Finding Your Passion – Two Intuitive Tools to Launch Your Annual Plan


This blog will focus on two intuitive tools to assist you in thinking about your big picture planning for this year.  These are great tools to use with yourself, coaching others, and facilitating any groups who would benefit from having a clear vision and purpose. The first is a brand new one that our son, Gabriel, introduced me to and I am still playing with it. (So my apologies to the authors if I have misinterpreted some of their intentions). It has already (in last 24 hours) yielded surprising results.  The second tool is the last step of the first tool but it can be used alone. I’ve used with myself and others to do deep self-reflection, personal and business planning. I’ve chosen these two because they are easy, fairly quick, and draw heavily on your intuition.

Using planning tools has dramatically and positively changed my life and the life of many others. Planning is a way of thinking for implementing exciting but challenging change.  Using  intuition and what we know about the neuroscience of the brain to choose a life or business focus, is what I  emphasize in this blog.
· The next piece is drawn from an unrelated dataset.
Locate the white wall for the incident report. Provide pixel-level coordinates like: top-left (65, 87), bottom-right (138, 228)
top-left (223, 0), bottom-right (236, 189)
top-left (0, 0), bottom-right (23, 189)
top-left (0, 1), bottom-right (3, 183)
Some of the material I’m including is draft material from a collaborative book project I’m working on with 15+ facilitators from all of the world. The name of our book is called “The Power of Facilitation”. The chapter that I am writing is about using facilitation tools to do personal and professional planning. I plan to include more detail on how to use mostly different tools than what is in this blog. Please watch for our collaborative book being published in 2019.  The book talks about the power of facilitation in every field – communication, working with teams, living a facilitative life, working through conflict and much more.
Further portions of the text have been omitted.